While the impact of the golf clubface with the golf ball is the moment of truth that determines the ultimate success of your golf shot, consistently arriving at that impact point in the correct position is a never-ending challenge for golfers. Success or failure frequently starts with the first few feet of the backswing as the club moves away from the ball — better known as the takeaway. A proper takeaway sets the stage for a solid backswing, leading to a consistent downswing and solid contact. An improper takeaway sets in motion a chain of incorrect movements, awkward compensations and bad habits that rapidly dismantle a proper golf swing before it ever has a chance to develop.
Corey Fields, a PGA Class A Professional based in North Myrtle Beach, S.C., offers his assistance in achieving a proper takeaway that will improve your overall swing and more consistent ball-striking.
The thing I see most my students struggle with is the takeaway in the golf swing from the address position. Most golfers who struggle with consistent impact and consistent ball flight have a poor takeaway.
So let’s clarify some of the common takeaway issues.
- Picking the club up to the outside – When you take the club too far out and up away from your body, you will likely be above the proper swing plane and too far “laid off” at the top of the golf swing.
- Taking the club too far to the inside – This will cause you to be under the proper swing plane and you will have to manipulate your downswing to get the club to the proper impact position.
- Fanning the clubface – This is the most common mistake I see my students make. Fanning the clubface is when you open the toe of the golf club too much causing an open clubface position which usually leads to a slice or push shot. Rolling your wrist away from the ball is the biggest fault that causes this.
So what is a proper takeaway and how do we practice it?
I have always believed that a good takeaway is moving the club head away from the golf ball in a slightly closed position. The club face needs to “mirror’ the golf ball longer in the takeaway and be slightly closed at a 10-15 degree angle to the golf ball. This is a proper one-piece takeaway.
The arms and club move away from the ball as a single unit. This will create a triangle shape with your arms. The goal is to move the triangle away from the ball all together. If you do this correctly you will not roll your wrists or the clubface and get the club into the proper parallel position at waist high with the shaft directly over your toe line completing a proper one-piece takeaway.
I am sure you have noticed players such as Rickie Fowler on the PGA Tour doing a pre-swing rehearsal of the takeaway right before they hit the shot. If you do this correctly, your chances of hitting a solid shot will greatly increase.
Here are a couple of drills to work on to get that great one-piece takeaway.
Triangle Drill – Take the club and place the butt end into your sternum. Take your normal grip and maintain the triangle in your backswing. This will give you the proper feeling of keeping the triangle in tact.

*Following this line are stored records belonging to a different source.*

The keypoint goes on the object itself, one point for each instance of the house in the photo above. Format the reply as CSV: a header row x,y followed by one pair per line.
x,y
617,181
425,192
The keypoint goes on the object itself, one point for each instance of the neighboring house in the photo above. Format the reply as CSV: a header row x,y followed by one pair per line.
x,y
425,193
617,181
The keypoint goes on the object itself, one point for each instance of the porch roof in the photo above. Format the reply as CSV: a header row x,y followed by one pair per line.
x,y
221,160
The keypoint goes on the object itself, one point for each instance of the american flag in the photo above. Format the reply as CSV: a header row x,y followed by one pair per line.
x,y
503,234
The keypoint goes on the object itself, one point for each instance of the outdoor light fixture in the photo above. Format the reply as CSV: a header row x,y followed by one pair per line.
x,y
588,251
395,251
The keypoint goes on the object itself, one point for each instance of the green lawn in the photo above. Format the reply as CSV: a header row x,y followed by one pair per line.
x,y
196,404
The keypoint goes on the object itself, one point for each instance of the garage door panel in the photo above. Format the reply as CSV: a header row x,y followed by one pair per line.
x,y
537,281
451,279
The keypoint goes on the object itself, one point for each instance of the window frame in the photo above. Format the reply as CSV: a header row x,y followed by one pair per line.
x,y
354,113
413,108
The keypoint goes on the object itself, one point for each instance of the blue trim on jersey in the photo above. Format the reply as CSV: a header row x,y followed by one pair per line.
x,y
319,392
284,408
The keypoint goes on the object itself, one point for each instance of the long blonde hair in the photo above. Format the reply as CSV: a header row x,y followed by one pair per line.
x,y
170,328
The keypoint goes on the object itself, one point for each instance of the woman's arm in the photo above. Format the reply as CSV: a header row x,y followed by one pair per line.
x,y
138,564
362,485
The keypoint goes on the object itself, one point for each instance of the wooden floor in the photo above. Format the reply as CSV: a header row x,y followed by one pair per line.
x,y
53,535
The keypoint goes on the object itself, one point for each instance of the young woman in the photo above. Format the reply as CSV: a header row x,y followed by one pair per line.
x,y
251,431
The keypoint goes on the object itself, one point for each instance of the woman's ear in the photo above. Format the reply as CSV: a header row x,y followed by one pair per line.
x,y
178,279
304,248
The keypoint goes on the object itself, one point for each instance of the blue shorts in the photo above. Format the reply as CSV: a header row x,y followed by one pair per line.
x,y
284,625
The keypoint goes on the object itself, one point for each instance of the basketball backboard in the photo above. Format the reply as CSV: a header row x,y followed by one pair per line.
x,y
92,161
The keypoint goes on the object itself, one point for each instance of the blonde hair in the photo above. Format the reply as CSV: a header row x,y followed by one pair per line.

Towel Drill – Take a towel and put it across your chest underneath both your armpits. Keep the towel connected to your body on your takeaway and you will feel the triangle move away from the ball and the proper connection.
Reverse hand drill – For a right handed player get into your address position without a club. Take your right hand and place it in front of your left hand at the wrist with a straight left arm. You will feel the pressure of the top of your right hand against the back of your left wrist at the address position. Simply pull back with your right hand against your left wrist and you will get a good feel of the proper movement in the one-piece takeaway.